Ao lado dele estava a madrasta, Lucilene Gomes dos Santos, servente e estudante de pedagogia, que não esconde a admiração pelo enteado, os dois filhos (Everson e Leverson) e as duas sobrinhas (Milena e Érica), que ela cria após a morte da irmã. Questionada sobre a escolha de matricular as crianças em uma escola fora do seu município, ela explica que tudo se resume à qualidade do ensino. E a sessão de autógrafos é apenas a cereja do bolo.
“É um incentivo, as crianças estão felizes porque vão autografar algo que eles produziram. Teve uma pessoa que olhou para eles com carinho e pensou ‘eu vou colocar isso aqui, vou mandar para uma gráfica e vocês vão ser escritores’. Não tenho palavras para expressar como é que eu tô me sentindo hoje”.

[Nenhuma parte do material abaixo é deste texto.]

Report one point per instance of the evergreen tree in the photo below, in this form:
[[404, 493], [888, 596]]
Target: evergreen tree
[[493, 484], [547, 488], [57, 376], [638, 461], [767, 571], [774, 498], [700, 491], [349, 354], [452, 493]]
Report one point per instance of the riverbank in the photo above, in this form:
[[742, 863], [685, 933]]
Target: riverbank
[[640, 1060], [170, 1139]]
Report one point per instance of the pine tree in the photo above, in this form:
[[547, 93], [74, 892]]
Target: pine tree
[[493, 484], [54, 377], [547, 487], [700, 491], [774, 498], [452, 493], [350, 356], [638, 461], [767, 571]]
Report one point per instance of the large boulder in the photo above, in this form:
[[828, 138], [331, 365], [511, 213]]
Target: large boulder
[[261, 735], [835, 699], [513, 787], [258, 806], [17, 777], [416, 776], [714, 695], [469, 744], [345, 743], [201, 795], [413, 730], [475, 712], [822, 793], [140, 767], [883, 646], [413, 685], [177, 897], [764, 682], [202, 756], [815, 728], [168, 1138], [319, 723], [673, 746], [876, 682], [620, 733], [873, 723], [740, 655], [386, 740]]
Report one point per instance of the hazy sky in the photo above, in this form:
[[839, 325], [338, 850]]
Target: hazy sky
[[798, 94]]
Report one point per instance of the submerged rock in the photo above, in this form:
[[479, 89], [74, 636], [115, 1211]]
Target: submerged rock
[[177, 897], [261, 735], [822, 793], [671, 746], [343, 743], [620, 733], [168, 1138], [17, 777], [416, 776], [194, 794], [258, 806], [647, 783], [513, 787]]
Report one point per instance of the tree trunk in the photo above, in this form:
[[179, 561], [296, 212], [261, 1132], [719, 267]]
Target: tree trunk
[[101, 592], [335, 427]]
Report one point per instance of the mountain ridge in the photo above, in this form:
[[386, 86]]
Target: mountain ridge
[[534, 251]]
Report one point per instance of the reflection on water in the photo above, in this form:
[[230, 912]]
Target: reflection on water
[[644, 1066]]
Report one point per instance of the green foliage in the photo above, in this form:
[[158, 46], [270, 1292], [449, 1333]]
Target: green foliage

Durante a cerimônia, Lucilene e os filhos Leverson e Everson, gêmeos que estão no 7º ano, receberam das mãos da professora Laís uma caixa especial, contendo um livreto de cordel feito com produções dos alunos e com registros da evolução deles na escrita e alfabetização.
SOBRE A EFA
O diretor da escola, Rafael Marques Soares, explica que a história da EFA pode ser dividida em dois momentos: o primeiro, de 1994 até 2010, marcado pelo início do plano até o seu fechamento, na antiga FATA. O segundo momento teve início no dia 19 de maio de 2014 e segue com as atividades até hoje, mantidas por uma equipe de professores dedicada e com apoio da Prefeitura de Marabá, por meio da Secretaria Municipal de Educação (SEMED).
A rotina escolar dos alunos se divide em “tempo escola” e “tempo comunidade”, uma vez que eles alternam duas semanas morando na EFA e outras duas em casa. A alternância é feita em rodízio, enquanto alunos do 6º e 7º permanecem na instituição, os de 8º e 9º estão com suas famílias, e vice-versa.
Durante a celebração de sábado, Rafael relembrou os momentos difíceis que a instituição viveu em seus anos iniciais e relembrou nomes importantes na primeira fase dessa jornada. O sentimento de gratidão e de luta transpareceu em toda a fala e no semblante de todos que estavam presentes ao evento.
Da hidroponia para o gado: os sonhos dos gêmeos de S. João
Antônio e Joaquim têm 12 anos. Como gêmeos, compartilham mais do que o sobrenome Santos da Silva, mas também a escola onde estudam (EFA), o trabalho na roça do pai com hidroponia e cuidados com o gado. Além disso, ainda os sonhos: os dois desejam ir para o IFPA e, depois, entrar em um curso na área de cuidados com animais, possivelmente técnico agrícola. Fazem parte de uma família de seis irmãos – todos homens.
A cada 15 dias, os gêmeos saem de casa, na zona rural de São João do Araguaia, para a Escola Família Agrícola, em Marabá, onde cursam o 7º ano do ensino fundamental. O pai cultiva a hidroponia e eles se dizem responsáveis por ajudar nos cuidados com alface e também com a horta. “Nós vendemos bem. Já fizemos entregas de até 400 pés de cebolinha e umas 750 alfaces”, orgulha-se Antônio.
A função de Antônio e Joaquim no cuidado do dia a dia é realizar a adubação e vistoriar se os caninhos que transportam a água não estão entupidos.
Na EFA, os dois aprenderam a usar extrato de neem, que elimina os insetos que atacam as lavouras, levando-as à morte por causa de sua ação repelente. A ideia foi levada e aplicada em casa e os dois irmãos esperam aprender ainda mais para levar boas sugestões para a propriedade do pai.
Mas os meninos têm muitos outros ensinamentos a aprender e a compartilhar – em casa e na escola. Para eles, os dois ambientes são especiais, porque em um convivem com a família e trabalham com o que gostam; no outro, fortalecem as amizades com os colegas, aprendem na EFA e amadurecem ainda mais. “Aqui nós também jogamos vôlei, futebol e ping-pong. Inclusive, somos os melhores da escola”, garante Antônio.
Na escola atual, Antônio de matemática e Joaquim de educação física e juram que não costuma brigar, nem em casa nem na escola. “Eu prefiro ficar aqui na EFA do que em casa, com meus irmãos, porque eles são mais velhos e batem na gente”, revela Joaquim.